Search code examples
pythonnumpyvectorization

bootstrap numpy 2D array


I am trying to sample with replacement a base 2D numpy array with shape of (4,2) by rows, say 10 times. The final output should be a 3D numpy array.

Have tried the code below, it works. But is there a way to do it without the for loop?

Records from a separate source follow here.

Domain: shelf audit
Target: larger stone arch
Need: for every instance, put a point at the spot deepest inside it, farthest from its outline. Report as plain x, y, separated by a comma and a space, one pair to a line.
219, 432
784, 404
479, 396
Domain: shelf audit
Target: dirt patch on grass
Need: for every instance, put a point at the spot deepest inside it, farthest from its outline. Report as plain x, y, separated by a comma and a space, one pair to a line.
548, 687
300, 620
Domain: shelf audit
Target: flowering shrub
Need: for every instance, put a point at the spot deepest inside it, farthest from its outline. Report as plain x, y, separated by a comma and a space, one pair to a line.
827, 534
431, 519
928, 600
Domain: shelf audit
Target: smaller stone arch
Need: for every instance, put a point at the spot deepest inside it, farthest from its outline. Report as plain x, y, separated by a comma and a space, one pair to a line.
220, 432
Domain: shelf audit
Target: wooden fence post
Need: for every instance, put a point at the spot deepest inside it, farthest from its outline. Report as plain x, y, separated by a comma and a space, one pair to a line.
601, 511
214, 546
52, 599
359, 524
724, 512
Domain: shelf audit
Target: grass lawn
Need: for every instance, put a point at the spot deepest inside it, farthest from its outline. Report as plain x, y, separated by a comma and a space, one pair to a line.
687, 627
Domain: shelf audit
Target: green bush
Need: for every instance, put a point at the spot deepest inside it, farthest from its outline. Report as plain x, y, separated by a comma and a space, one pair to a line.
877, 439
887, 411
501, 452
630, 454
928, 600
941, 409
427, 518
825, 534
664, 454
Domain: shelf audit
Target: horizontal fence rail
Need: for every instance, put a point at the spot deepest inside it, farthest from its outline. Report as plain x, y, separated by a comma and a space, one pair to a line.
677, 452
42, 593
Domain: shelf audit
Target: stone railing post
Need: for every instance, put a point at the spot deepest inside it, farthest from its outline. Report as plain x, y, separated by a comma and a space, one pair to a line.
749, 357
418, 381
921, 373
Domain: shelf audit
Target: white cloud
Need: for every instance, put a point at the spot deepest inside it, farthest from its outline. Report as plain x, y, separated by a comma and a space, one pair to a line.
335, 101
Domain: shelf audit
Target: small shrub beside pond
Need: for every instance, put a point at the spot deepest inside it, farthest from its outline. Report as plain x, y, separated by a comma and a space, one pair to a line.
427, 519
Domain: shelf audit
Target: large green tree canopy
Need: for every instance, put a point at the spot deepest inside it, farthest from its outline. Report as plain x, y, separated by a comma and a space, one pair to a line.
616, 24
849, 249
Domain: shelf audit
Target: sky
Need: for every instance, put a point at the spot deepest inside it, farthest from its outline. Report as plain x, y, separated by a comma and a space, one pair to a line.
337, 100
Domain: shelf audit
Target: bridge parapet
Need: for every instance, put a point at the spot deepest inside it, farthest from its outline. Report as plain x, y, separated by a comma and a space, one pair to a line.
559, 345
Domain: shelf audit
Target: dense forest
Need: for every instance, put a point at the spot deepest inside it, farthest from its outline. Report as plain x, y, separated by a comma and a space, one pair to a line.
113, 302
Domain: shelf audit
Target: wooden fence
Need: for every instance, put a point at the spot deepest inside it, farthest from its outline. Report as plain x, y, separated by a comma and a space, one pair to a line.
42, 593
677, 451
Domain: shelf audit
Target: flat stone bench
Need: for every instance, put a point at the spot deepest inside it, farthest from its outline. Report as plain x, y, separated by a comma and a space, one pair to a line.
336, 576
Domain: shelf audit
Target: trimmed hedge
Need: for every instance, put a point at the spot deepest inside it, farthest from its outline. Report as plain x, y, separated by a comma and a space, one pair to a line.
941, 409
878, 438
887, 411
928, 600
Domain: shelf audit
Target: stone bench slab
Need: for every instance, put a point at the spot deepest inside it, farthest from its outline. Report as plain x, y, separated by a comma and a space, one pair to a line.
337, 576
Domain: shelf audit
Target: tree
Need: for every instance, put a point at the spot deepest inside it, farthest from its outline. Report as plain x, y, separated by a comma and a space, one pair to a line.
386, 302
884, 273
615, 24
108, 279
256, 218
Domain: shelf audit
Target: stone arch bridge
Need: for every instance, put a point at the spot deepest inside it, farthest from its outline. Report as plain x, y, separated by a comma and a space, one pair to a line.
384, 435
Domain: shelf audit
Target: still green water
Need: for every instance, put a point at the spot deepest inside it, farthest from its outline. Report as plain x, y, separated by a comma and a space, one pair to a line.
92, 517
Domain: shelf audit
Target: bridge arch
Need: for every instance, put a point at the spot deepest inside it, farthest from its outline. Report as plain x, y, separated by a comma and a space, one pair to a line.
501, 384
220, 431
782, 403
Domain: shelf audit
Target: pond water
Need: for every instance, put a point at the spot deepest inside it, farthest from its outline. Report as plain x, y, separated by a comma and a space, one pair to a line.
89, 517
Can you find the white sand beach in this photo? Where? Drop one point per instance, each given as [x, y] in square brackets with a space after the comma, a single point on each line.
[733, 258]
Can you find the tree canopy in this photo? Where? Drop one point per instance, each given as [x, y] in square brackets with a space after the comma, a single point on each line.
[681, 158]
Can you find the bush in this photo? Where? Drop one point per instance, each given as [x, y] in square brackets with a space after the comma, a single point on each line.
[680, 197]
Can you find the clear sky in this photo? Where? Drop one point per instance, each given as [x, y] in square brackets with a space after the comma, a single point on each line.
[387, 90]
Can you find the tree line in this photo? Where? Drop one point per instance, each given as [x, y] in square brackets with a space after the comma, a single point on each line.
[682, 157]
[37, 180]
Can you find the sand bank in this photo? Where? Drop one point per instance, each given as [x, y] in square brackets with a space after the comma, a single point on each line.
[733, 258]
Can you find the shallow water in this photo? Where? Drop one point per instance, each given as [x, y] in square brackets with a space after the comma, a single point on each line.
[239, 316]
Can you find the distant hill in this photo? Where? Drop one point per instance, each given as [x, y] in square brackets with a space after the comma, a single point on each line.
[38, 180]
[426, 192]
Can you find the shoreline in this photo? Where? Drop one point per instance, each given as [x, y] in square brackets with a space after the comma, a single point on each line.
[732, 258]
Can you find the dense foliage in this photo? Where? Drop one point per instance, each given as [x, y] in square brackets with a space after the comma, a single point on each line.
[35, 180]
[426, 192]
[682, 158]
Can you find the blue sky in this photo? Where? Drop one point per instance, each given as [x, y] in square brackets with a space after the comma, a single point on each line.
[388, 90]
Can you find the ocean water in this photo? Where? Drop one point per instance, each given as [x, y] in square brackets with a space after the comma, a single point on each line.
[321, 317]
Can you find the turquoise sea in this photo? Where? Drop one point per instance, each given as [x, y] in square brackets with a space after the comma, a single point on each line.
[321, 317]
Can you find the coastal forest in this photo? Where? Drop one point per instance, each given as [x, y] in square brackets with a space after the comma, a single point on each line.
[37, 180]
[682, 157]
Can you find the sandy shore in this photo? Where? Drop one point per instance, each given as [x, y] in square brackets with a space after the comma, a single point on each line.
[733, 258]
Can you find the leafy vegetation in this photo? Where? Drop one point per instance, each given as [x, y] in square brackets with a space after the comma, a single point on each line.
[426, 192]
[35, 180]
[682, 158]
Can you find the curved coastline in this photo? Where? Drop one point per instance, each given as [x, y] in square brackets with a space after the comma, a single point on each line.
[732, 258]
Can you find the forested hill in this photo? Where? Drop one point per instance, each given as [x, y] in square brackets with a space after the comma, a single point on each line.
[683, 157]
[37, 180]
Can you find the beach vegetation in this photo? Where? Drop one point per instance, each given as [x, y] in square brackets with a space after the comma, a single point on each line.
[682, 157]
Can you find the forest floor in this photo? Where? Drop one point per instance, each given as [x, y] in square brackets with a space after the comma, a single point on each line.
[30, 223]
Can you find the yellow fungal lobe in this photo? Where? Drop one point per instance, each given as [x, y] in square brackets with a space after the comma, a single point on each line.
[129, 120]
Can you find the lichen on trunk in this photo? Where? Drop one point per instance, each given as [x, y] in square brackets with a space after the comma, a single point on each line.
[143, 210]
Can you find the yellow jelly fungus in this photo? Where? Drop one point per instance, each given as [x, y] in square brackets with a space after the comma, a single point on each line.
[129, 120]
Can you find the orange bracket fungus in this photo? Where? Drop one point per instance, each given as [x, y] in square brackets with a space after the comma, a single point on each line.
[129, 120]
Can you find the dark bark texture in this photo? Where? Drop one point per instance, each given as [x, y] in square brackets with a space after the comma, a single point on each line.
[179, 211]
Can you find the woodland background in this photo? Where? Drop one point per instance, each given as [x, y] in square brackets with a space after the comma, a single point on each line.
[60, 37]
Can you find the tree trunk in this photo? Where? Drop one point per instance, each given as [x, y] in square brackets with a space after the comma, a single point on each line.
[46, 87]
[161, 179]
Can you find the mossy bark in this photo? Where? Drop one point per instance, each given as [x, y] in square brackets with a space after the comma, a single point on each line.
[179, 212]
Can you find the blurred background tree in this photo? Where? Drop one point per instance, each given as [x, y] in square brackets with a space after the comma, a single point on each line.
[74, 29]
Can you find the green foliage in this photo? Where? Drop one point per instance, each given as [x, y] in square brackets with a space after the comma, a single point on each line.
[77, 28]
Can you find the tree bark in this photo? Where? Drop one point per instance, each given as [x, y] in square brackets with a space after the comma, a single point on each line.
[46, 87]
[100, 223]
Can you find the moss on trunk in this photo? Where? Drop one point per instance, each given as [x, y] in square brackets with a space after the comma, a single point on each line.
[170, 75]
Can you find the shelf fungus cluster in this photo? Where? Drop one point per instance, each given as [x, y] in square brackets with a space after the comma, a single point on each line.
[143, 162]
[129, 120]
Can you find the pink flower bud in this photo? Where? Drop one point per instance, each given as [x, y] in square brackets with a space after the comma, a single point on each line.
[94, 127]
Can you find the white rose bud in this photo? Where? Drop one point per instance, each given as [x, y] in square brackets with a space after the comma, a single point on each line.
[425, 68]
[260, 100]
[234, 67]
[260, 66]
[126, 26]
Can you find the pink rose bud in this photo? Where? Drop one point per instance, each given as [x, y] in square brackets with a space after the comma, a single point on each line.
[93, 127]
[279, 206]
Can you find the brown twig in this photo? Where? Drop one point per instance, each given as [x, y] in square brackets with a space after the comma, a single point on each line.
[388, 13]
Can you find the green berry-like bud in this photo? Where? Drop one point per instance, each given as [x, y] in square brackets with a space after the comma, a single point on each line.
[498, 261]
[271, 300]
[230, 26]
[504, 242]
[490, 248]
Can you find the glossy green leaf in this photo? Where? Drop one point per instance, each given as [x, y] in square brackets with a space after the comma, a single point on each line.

base=np.array([[20,30],[50,60],[70,80],[10,30]])
print(np.shape(base))
nsample=10
tmp=np.zeros((np.shape(base)[0],np.shape(base)[1],10))
for i in range(nsample):
    id_pick = np.random.choice(np.shape(base)[0], size=(np.shape(base)[0]))
    print(id_pick)
    boot1=base[id_pick,:]
    tmp[:,:,i]=boot1
print(tmp)

Solution

  • Here's one vectorized approach -

    m,n = base.shape
    idx = np.random.randint(0,m,(m,nsample))
    out = base[idx].swapaxes(1,2)
    

    Basic idea is that we generate all the possible indices with np.random.randint as idx. That would an array of shape (m,nsample). We use this array to index into the input array along the first axis. Thus, it selects random rows off base. To get the final output with a shape (m,n,nsample), we need to swap last two axes.